1. Field
One or more embodiments described herein relate to an electrostatic chuck assembly, a semiconductor manufacturing apparatus having an electrostatic chuck assembly, and a method for measuring the temperature of an electrostatic chuck.
2. Description of the Related Art
Semiconductor, display, and other integrated circuit devices are manufactured by performing various processes (e.g., deposition, etch, photolithography, ion injection processes) on a substrate or other object. A semiconductor etch process may be performed by an apparatus which includes a gas supply unit connected to a process chamber. The gas supply unit provides a process gas to the process chamber for etching a substrate, which is held in position by an electrostatic chuck (ESC).
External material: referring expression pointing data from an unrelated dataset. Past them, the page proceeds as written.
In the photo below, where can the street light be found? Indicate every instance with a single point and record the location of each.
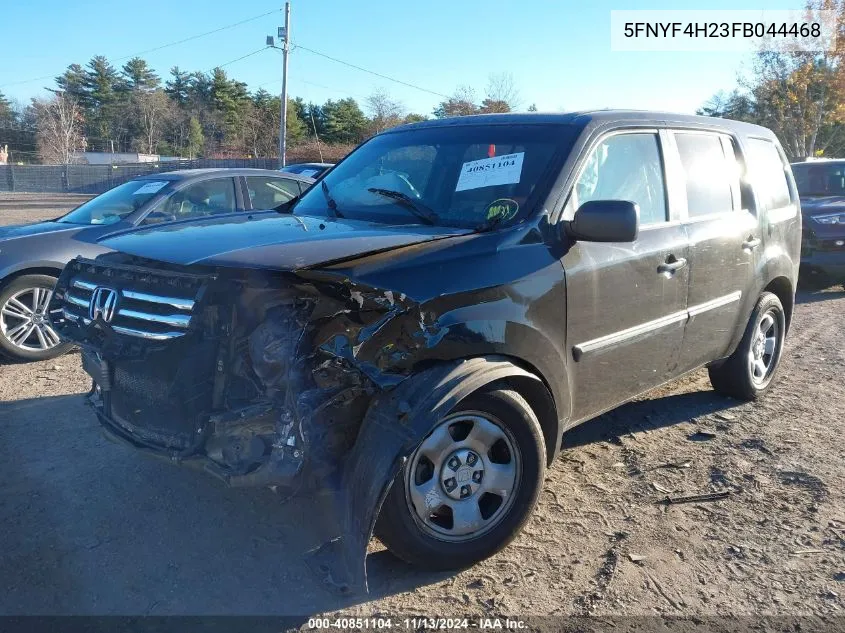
(284, 38)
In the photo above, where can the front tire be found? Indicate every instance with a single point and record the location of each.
(749, 372)
(470, 486)
(25, 331)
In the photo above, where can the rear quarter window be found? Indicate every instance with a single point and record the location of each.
(767, 174)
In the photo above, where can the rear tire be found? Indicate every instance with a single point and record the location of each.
(25, 331)
(749, 372)
(422, 535)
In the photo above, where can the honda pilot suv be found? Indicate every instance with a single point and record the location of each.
(412, 336)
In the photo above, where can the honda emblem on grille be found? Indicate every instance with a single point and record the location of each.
(103, 304)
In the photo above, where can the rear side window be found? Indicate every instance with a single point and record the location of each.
(711, 176)
(767, 174)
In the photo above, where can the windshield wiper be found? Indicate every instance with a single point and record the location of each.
(420, 210)
(330, 201)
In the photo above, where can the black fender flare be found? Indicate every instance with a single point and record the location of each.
(395, 423)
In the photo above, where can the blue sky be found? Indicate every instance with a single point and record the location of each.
(558, 52)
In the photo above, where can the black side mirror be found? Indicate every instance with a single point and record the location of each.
(156, 217)
(605, 221)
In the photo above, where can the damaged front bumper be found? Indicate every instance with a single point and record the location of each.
(259, 380)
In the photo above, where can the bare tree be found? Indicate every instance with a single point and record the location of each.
(59, 128)
(501, 94)
(153, 109)
(384, 111)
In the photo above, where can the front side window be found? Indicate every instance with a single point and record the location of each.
(269, 193)
(209, 197)
(711, 177)
(460, 175)
(626, 167)
(118, 203)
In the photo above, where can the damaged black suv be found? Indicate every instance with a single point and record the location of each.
(414, 334)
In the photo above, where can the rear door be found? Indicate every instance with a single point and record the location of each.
(725, 240)
(626, 303)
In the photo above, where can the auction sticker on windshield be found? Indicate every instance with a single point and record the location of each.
(150, 187)
(488, 172)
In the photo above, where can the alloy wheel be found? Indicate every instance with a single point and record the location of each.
(762, 358)
(25, 322)
(462, 479)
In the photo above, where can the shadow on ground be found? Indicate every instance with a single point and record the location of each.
(646, 415)
(92, 527)
(824, 294)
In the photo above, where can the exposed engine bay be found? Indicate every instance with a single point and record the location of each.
(257, 381)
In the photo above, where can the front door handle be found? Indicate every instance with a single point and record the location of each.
(672, 265)
(751, 243)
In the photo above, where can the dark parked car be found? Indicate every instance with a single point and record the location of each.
(434, 314)
(821, 185)
(312, 170)
(32, 255)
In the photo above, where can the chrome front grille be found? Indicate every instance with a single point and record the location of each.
(143, 308)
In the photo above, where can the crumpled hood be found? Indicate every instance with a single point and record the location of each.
(276, 242)
(24, 230)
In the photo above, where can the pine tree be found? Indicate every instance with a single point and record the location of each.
(196, 139)
(137, 75)
(178, 87)
(345, 123)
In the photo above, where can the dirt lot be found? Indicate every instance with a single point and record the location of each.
(20, 208)
(94, 528)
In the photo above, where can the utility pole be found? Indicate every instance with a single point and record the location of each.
(283, 124)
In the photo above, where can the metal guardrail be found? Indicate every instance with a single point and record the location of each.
(94, 179)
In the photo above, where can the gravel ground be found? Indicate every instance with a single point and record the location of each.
(20, 208)
(91, 527)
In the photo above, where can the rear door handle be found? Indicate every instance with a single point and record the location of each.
(671, 265)
(751, 243)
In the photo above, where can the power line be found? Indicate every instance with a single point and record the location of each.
(255, 52)
(371, 72)
(194, 37)
(158, 48)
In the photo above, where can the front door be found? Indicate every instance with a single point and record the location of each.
(626, 303)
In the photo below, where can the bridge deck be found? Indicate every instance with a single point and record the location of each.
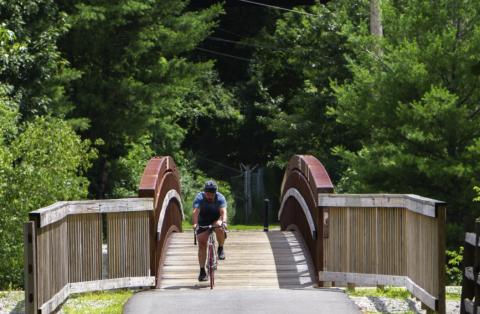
(262, 273)
(253, 260)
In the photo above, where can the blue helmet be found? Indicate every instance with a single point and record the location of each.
(210, 186)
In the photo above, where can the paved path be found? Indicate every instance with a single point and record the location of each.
(278, 301)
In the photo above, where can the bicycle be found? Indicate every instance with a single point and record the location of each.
(212, 258)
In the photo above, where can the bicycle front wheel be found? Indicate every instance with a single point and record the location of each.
(211, 266)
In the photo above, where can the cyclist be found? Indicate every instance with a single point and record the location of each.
(209, 208)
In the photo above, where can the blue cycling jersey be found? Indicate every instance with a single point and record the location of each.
(209, 211)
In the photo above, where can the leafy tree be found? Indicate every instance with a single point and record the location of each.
(291, 75)
(416, 107)
(33, 67)
(137, 80)
(44, 164)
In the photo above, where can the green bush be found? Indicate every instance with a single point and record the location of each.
(45, 163)
(453, 268)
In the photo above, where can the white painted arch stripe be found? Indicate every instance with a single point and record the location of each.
(172, 194)
(293, 192)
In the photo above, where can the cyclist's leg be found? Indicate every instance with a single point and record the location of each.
(221, 241)
(220, 233)
(202, 247)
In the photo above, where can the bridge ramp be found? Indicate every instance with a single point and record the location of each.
(254, 259)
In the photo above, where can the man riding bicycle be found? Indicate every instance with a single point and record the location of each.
(209, 208)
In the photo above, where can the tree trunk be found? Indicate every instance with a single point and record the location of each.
(376, 18)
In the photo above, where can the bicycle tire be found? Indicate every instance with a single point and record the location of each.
(211, 269)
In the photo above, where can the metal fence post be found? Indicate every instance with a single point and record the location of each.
(30, 267)
(265, 215)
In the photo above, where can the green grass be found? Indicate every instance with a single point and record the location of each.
(388, 292)
(398, 293)
(105, 302)
(186, 225)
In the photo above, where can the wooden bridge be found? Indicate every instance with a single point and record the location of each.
(327, 239)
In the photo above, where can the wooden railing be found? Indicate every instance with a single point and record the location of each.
(366, 240)
(385, 239)
(471, 277)
(64, 246)
(81, 246)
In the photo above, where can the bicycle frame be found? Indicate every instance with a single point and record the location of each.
(212, 257)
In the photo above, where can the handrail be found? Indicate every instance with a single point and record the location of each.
(64, 252)
(412, 202)
(469, 301)
(64, 243)
(58, 211)
(366, 239)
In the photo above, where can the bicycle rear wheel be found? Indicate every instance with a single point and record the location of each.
(211, 266)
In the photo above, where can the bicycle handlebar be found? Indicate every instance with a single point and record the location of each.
(208, 227)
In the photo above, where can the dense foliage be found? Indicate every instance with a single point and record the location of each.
(415, 107)
(90, 90)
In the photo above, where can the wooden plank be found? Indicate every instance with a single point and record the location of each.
(468, 304)
(470, 238)
(415, 203)
(30, 267)
(50, 305)
(60, 210)
(440, 284)
(117, 283)
(421, 294)
(362, 279)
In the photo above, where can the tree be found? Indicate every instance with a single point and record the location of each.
(137, 79)
(42, 160)
(416, 109)
(291, 75)
(45, 163)
(35, 71)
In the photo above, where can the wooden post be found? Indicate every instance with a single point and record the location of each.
(468, 290)
(441, 217)
(476, 266)
(30, 267)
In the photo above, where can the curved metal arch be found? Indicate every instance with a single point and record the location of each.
(171, 194)
(293, 192)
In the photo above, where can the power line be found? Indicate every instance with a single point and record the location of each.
(277, 7)
(223, 54)
(234, 42)
(228, 32)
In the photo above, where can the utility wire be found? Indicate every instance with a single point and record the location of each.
(241, 43)
(277, 7)
(223, 54)
(228, 32)
(232, 41)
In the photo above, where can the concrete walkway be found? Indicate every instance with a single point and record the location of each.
(276, 301)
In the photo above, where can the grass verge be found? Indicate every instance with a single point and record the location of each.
(105, 302)
(452, 293)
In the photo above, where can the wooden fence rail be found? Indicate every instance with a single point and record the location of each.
(386, 239)
(471, 277)
(65, 247)
(366, 239)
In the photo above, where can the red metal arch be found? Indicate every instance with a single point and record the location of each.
(159, 178)
(305, 177)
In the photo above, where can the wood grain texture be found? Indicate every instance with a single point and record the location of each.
(253, 260)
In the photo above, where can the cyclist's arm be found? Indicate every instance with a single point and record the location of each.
(195, 212)
(223, 216)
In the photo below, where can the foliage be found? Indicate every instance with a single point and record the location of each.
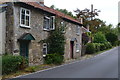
(63, 11)
(99, 38)
(108, 45)
(102, 47)
(13, 63)
(55, 58)
(105, 29)
(90, 48)
(111, 37)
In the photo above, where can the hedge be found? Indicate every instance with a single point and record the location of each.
(13, 63)
(96, 47)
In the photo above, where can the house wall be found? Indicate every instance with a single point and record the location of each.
(36, 24)
(2, 31)
(14, 32)
(70, 34)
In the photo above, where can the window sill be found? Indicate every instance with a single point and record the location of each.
(27, 27)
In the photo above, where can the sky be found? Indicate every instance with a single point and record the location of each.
(109, 8)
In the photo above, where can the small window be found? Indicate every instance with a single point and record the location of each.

During this process, a temperature difference may be occur at various locations of the substrate. This temperature difference may degrade the quality of the integrated circuit device.
In an attempt to address this issue, a sensor may measure the temperature of the ESC or substrate. Various control operations may then be performed to reduce the temperature difference. However, when the sensor is installed at one or a few positions on the ESC, the temperature differences at various regions of the ESC may not be accurately measured. For example, when the number of temperature sensors is relatively few, the measured temperature may not represent the temperature of the ESC or substrate. Thus, a temperature distribution defect in the ESC may not be detected. Accordingly, accurate temperature control of the ESC or substrate is difficult.
Another approach involves measuring temperature in multiple zones of an ESC and performing temperature control of individual zones based on the temperature measurement. The temperature measurement of an individual zone may be used as a basis for controlling the temperature of each zone of the ESC. However, the number of temperature sensors increases linearly with the number of individual zones. This increase may add cost and complexity to the process as well as threaten the reliability of the ESC.
In an attempt solve this problem, a method for applying a temperature sensor to a single optical fiber has been proposed in order to measure temperatures at a plurality of positions. One example of such a sensor is a fiber Bragg grating (FBG) sensor. However, increases in the temperature measurement range of the sensor may produce a wide wavelength range for measuring temperature. Consequently, a certain distance must exist between measured wavelengths in an attempt to remove interference between neighboring wavelengths.
When this distance is not secured, interference may make it difficult to check which wavelength is a temperature signal at a corresponding position to be measured. This distance may also reduce the number of FBGs that is able to be provided on a single optical fiber. Thus, a large number of optical fibers may be used to measure temperature at one or various positions, which increases costs and complexity and degrades reliability.